On Friday I gave my manuscript to an editor I’d met recently who didn’t know me or my story. I delivered it to her and then had to tear myself away. It was like leaving my precious newborn child off at a strange babysitter’s place for an undetermined amount of time. During the ride home, I fretted about the 200-page bundle I’d hugged and held and written my heart inside-out in.
On Saturday, to keep my mind off the manuscript, I photoshopped. I sifted through all my files and folders and flagged a few photos that called to me. Like the ones of water and rocks. And always, Marika. I found some old pictures of her and then cobbed all the images together in Photoshop. This captured and calmed some of my inner turmoil. It all seems to be about holding on and letting go.

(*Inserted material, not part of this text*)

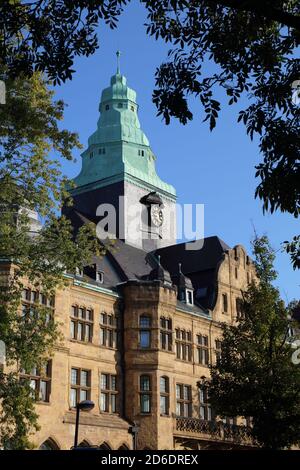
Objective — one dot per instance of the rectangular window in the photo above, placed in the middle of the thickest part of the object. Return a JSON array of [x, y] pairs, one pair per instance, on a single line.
[[164, 395], [108, 330], [145, 393], [205, 411], [239, 308], [108, 393], [39, 380], [183, 345], [225, 303], [183, 400], [145, 331], [166, 334], [218, 349], [202, 350], [80, 386], [81, 324]]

“Oh no!” I’d cried out in the middle of the photo lab one especially challenging day. “I lost it. She’s gone.”
“You can’t lose anything when you photoshop,” said Harry, who teaches the class. “It’s all right there. It’s just hidden in another layer.” And in another click or two my dear constructed vision was restored before my eyes.
I dabbed and pecked at my composition a while longer. When the images were all satisfactorily glommed onto a page and printed out, I could hold it in my hand. Or put it away in a box somewhere. So then I had ice cream and gave the dog a long bellyrub.